Der nächste Schritt ist, dir selbst wieder mehr zu vertrauen. Denn auch wenn du wieder in der Lage bist, feine Wahrnehmungen zuzulassen, heißt das nicht, dass du diese vertrauensvoll für dich und dein Leben nutzt.

Du kennst das sicherlich: Du spürst etwas und hast eine Ahnung, die du nicht begründen kannst. Du schenkst deinem Gespür jedoch wenig Aufmerksamkeit. Anschließend merkst du, dass du mit deiner Ahnung richtig lagst. Das ist besonders dann ärgerlich, wenn du ihr nicht gefolgt bist und ihr nicht vertraut hast.

Wie kannst du dein Selbstvertrauen verstärken?
Vor allem durch Erfahrungen. Du darfst dich immer wieder neu darauf einlassen, dein feines Gespür zu beobachten. So wirst du mit der Zeit feststellen, dass es durchaus weise ist, dieses für dich zu nutzen und ihm immer wieder Vertrauen zu schenken.

Bei diesem Prozess des Einlassens wird es möglicherweise einschneidende tiefe Erlebnisse und Aha-Effekte geben. Besonders dann, wenn du immer wieder bereit dazu bist zu erkennen, dass deine innere Weisheit über deine Sensibilität in Kontakt mit dir tritt und dir ungeahnte Wege eröffnet.

 

4. Präsenz / Achtsamkeit

Je weniger du in deinem Alltag „verstreut“ bist und wirklich in dir selbst präsent und gegenwärtig bist, desto mehr kannst du all das bewusst wahrnehmen, was dir in jedem Moment zugänglich ist. Du brauchst im Grunde nicht mehr dafür tun, als präsent und offen zu sein.

Aus meiner eigenen Erfahrung heraus kann ich allerdings sagen, dass dies, so einfach es auch klingt, eine ziemliche Herausforderung ist. Doch die Herausforderung liegt eigentlich gar nicht darin präsent zu sein, sondern viel mehr darin, so weit aufzuräumen, anzunehmen und zu vertrauen, dass daraus eine natürliche Präsenz entsteht.

Du kannst Präsenz nicht durch eine bestimmte Übung oder Konzentration erreichen. Du kannst dich ihr aber Schritt für Schritt annähern, je mehr du auf dem Weg der ganzheitlichen Klärung fortschreitest.

Falls du aber doch eine bestimmte Übung dazu haben möchtest, dann versuch es damit: Tu so oft und konsequent wie möglich das, was dir wirklich Freude macht. Denn dabei bist du ohne Anstrengung präsent und im Flow. So können Flow und Präsenz in deinem Leben immer weiter wachsen.

 

Heilung durch Öffnung

Je mehr deine Kanäle wieder offen und frei sind, desto mehr bist du wieder mit deinen eigenen Potentialen und Gaben verbunden. Eine Gabe, die beispielsweise jeder Mensch besitzt sind seine Selbstheilungskräfte. Diese sind umso intensiver und umfassender, je offener und freier dein eigenes ganzheitliches System ist.
Auch das mag esoterisch klingen für den, der mangels eigener Erfahrungen eine Schublade sucht, in die er diese eher unkonventionelle Perspektive einordnen kann.

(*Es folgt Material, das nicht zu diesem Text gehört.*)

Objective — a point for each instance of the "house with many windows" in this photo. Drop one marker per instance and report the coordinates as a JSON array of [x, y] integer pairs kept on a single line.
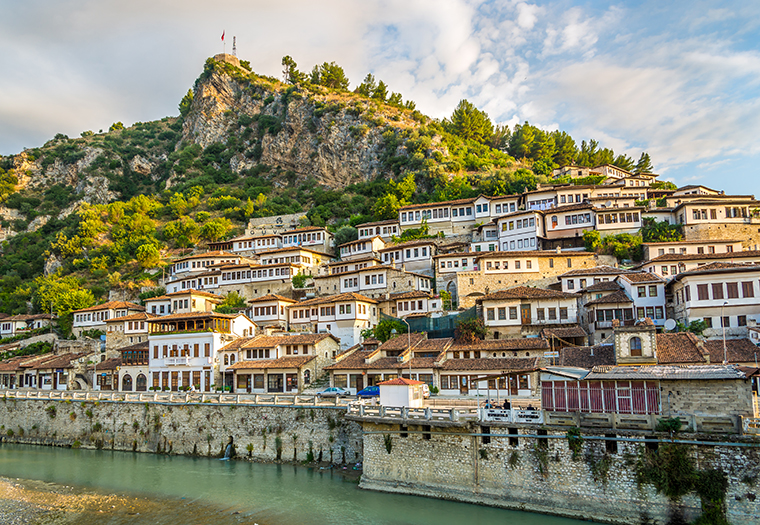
[[278, 363], [95, 317], [525, 311], [722, 295], [343, 315]]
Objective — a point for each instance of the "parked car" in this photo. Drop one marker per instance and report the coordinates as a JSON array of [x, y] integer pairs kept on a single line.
[[333, 391], [370, 391]]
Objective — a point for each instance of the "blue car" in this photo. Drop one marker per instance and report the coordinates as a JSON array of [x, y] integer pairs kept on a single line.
[[370, 391]]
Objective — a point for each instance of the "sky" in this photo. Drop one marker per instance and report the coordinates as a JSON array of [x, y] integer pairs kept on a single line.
[[679, 80]]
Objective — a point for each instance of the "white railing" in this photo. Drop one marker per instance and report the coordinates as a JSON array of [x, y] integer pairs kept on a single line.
[[177, 397], [411, 413]]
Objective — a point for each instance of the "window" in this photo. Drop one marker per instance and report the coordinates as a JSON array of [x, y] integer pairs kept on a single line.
[[635, 346]]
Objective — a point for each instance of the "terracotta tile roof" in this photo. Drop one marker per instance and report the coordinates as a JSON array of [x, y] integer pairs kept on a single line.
[[407, 244], [737, 350], [401, 381], [526, 292], [114, 305], [587, 356], [206, 255], [502, 364], [533, 253], [679, 348], [602, 286], [282, 362], [348, 296], [596, 270], [665, 372], [563, 332], [490, 345], [189, 315], [108, 364], [436, 204], [271, 341], [305, 229], [59, 361], [642, 277], [271, 297], [377, 223], [618, 297], [401, 342], [140, 316], [701, 256], [411, 295]]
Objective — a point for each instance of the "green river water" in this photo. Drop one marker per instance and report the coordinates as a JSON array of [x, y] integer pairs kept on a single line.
[[203, 491]]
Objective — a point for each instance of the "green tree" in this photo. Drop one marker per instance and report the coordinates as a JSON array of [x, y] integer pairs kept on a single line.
[[290, 72], [330, 75], [644, 165], [623, 162], [368, 86], [381, 92], [186, 103], [469, 123], [216, 229], [383, 328], [346, 234], [231, 304], [148, 255]]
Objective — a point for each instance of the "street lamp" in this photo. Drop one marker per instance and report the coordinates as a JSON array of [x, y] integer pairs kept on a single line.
[[723, 324]]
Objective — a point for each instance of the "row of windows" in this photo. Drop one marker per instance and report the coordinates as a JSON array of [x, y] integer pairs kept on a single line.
[[718, 293], [183, 351], [519, 223], [497, 265], [612, 218], [540, 313], [521, 244], [267, 310]]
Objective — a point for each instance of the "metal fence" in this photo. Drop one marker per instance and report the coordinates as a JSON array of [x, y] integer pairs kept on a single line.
[[438, 327]]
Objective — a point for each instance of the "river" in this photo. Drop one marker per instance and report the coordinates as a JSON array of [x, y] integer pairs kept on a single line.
[[155, 489]]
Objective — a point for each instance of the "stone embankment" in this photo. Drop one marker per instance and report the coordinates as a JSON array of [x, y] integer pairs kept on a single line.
[[263, 432]]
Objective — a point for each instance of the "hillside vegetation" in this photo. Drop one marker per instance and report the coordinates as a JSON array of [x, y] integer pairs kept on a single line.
[[109, 210]]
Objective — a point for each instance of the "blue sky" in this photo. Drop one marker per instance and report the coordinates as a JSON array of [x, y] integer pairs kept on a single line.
[[680, 80]]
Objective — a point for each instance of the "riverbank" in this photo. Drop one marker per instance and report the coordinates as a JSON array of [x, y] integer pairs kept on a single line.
[[30, 502]]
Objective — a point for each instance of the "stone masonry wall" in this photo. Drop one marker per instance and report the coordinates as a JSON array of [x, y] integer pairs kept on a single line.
[[202, 429], [595, 485], [748, 233]]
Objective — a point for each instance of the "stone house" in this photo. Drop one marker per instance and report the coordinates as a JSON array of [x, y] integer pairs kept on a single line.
[[95, 317], [524, 311], [270, 310], [343, 315], [723, 295], [383, 229], [184, 348], [285, 363], [501, 270]]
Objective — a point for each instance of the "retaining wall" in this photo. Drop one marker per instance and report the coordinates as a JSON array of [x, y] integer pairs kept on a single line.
[[193, 428]]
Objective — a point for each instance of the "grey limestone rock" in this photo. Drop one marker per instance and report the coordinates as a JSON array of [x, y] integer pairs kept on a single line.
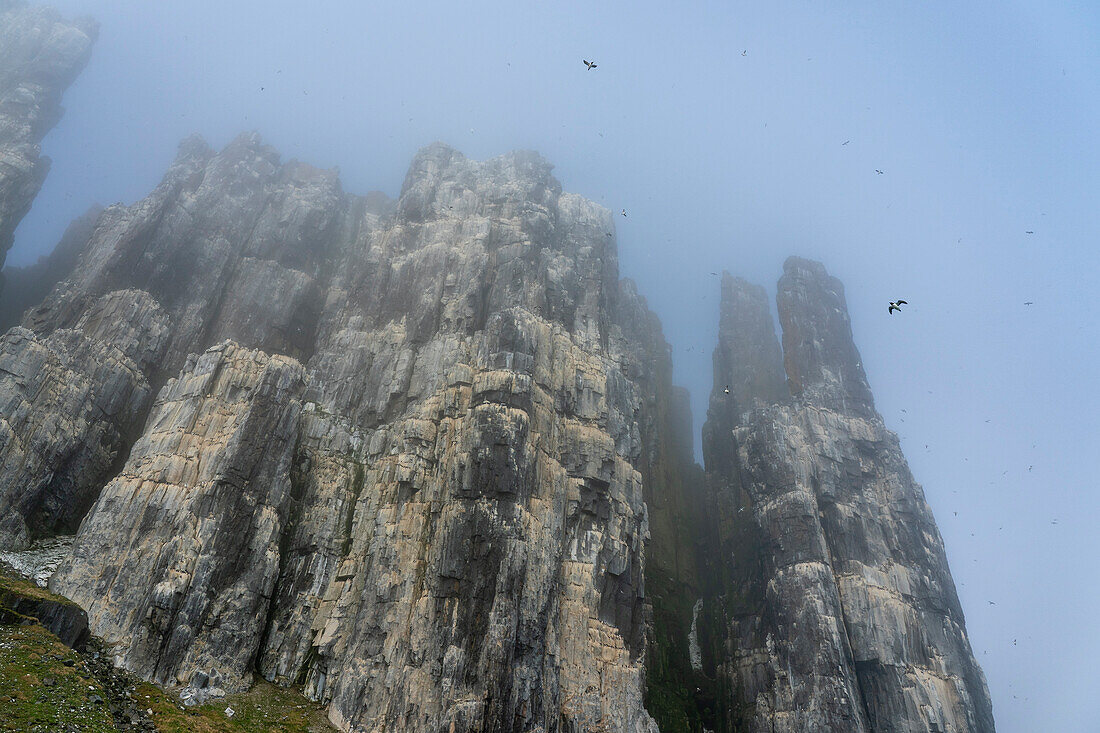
[[68, 405], [424, 458], [176, 561], [838, 604], [451, 529], [25, 287], [41, 54]]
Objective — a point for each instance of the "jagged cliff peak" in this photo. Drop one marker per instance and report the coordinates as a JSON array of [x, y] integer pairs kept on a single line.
[[820, 356], [837, 599], [41, 54]]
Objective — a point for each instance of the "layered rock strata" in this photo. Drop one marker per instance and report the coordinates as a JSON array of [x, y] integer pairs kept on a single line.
[[836, 610], [25, 287], [448, 529], [41, 54]]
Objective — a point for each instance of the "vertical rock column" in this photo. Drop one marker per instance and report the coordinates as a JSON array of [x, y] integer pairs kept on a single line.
[[40, 56], [177, 560], [840, 611]]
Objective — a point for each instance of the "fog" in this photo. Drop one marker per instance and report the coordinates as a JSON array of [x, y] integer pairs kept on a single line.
[[733, 134]]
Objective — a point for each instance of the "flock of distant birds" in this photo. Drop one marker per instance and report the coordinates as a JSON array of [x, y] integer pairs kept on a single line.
[[894, 305]]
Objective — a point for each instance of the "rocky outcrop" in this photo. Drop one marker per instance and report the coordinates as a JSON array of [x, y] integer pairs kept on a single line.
[[836, 609], [424, 459], [70, 403], [22, 602], [179, 556], [41, 54], [447, 528], [28, 286]]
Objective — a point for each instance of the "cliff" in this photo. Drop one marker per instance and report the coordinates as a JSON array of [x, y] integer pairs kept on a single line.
[[397, 452], [424, 459], [836, 610], [41, 54]]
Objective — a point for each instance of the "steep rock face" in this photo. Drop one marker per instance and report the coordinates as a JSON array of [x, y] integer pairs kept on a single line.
[[470, 551], [40, 56], [837, 604], [69, 403], [459, 542], [176, 561], [28, 286], [228, 245]]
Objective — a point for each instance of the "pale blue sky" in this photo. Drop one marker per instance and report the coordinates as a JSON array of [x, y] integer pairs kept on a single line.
[[982, 116]]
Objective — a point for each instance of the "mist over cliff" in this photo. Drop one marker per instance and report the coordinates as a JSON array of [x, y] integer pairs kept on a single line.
[[424, 458], [421, 455]]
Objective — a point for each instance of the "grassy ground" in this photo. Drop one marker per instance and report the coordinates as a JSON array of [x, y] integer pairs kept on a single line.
[[13, 583], [265, 708], [45, 687]]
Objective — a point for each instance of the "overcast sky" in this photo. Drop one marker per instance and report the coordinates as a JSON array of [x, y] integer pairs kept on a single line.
[[719, 128]]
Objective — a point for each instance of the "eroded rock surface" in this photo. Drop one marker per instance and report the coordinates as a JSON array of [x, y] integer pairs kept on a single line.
[[41, 54], [177, 560], [69, 403], [25, 287], [451, 532], [424, 459], [837, 604]]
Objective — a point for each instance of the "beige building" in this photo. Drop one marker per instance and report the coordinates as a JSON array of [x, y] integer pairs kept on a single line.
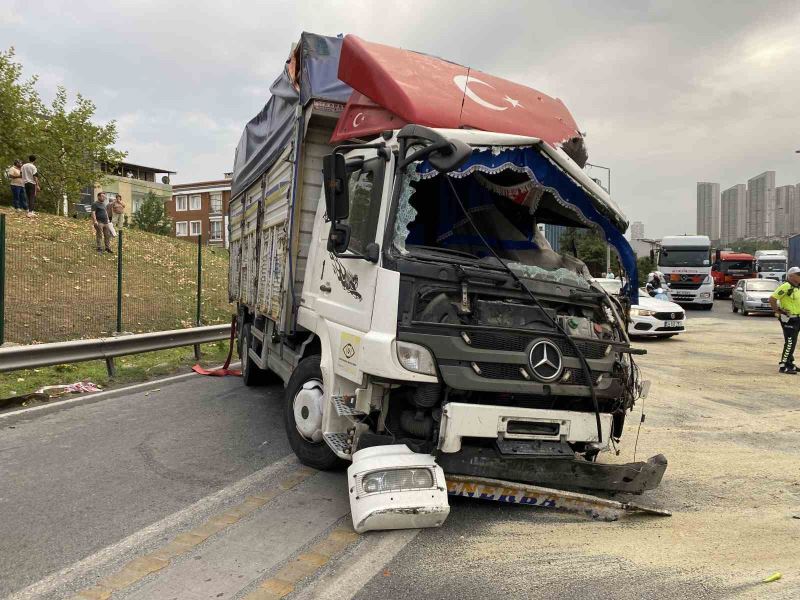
[[133, 182], [733, 214], [761, 205], [708, 209]]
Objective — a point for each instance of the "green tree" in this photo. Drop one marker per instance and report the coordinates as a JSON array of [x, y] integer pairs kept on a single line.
[[152, 216], [20, 111], [72, 148]]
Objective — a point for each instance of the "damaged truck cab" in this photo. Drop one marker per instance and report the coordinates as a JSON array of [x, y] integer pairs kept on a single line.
[[407, 297]]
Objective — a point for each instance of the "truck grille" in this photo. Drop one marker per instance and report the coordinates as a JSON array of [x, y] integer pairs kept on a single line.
[[517, 342], [684, 285], [513, 373], [671, 316]]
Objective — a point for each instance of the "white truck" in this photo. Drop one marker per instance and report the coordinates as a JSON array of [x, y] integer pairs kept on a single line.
[[404, 297], [685, 261], [772, 264]]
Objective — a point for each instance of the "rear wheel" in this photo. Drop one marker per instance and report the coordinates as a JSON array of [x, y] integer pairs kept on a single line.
[[303, 411]]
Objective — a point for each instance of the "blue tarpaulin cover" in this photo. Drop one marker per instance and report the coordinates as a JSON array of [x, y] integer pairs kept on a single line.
[[269, 132]]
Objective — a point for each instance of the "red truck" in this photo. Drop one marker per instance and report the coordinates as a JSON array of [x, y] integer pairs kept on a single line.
[[728, 268]]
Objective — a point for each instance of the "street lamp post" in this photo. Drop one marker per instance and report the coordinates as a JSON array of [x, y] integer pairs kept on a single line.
[[608, 247]]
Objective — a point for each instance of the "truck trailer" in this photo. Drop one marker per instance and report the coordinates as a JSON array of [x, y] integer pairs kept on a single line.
[[387, 266]]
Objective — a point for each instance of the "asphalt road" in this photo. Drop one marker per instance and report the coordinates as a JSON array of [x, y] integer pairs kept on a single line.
[[191, 492]]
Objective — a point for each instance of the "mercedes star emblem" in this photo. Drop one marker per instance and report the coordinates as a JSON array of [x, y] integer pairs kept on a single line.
[[545, 360]]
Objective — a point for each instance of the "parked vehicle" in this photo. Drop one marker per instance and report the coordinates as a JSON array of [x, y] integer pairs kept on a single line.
[[653, 316], [772, 264], [752, 295], [393, 315], [686, 264], [794, 251], [729, 268]]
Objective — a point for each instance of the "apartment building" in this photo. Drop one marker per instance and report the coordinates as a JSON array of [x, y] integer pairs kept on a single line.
[[201, 208], [733, 217], [708, 209], [761, 205]]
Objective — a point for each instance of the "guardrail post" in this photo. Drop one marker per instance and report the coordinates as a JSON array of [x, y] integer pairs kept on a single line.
[[199, 288], [2, 279], [119, 281]]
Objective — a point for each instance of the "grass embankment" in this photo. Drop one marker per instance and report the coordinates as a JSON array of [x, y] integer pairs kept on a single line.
[[59, 288], [130, 369]]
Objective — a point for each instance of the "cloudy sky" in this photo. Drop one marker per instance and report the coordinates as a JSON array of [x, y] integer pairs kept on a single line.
[[668, 93]]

Für mich ist das „heil sein“ ein Ausdruck umfassender Integrität und einer ganzheitlichen Lebensweise. Die großartige Funktion von Krankheit liegt darin, uns darauf aufmerksam zu machen, dass es etwas zu erkennen, zu verstehen, zu harmonisieren oder umzusetzten gibt. Auch wenn Kranksein viele Schwierigkeiten, Leid und Schmerzen mit sich bringt, lade ich dich ein, die Geschenke darin nicht außer Acht zu lassen, sie anzunehmen und für dich und deinen Weg zu nutzen.

 

Dein Weg

 

 

Deinen Kompass aktivieren

Durch das Öffnen deiner Kanäle wird für dich wieder unmittelbar erfahrbar, wo du gerade stehst. Du bemerkst immer feiner und genauer, wo gerade in dir Unstimmigkeiten sind. Du nimmst mehr und mehr auch kleinere Abweichungen von deinem Weg wahr. Durch eine immer umfassendere Bewusstheit, erfährst du mit all deinen Sinnen die Richtung deines individuellen Kompasses. Vermutungen oder Spekulationen gehören zur Vergangenheit, wenn durch das eigene Erleben ein tiefes Verständnis für dich selbst entsteht.

Deine Kompassnadel bist du selbst mit all deinen Sinnen, Erfahrungen und Erkenntnissen. Je präziser und vielschichtiger du dich selbst wahrnehmen kannst, desto mehr erkennst du deine eigene Richtung. Mit dieser Bewusstheit lernst du, jede Entscheidung und Facette deines Lebens an deinem eigenen Maßstab auszurichten. Dabei dienen dir gleichgesinnte Menschen als Inspiration, nicht aber als Wegweiser.

Denn nur wenn du selbst dein eigener Wegweiser bist, kannst du dein eigenes Gespür Schritt für Schritt vergrößern, deine Richtung erkennen und lässt dich nicht mehr auf Abwege führen. Dann kannst du vertrauensvoll deinem eigenen Kompass folgen, bis du ganz in deiner Mitte und bei dir selbst ankommst.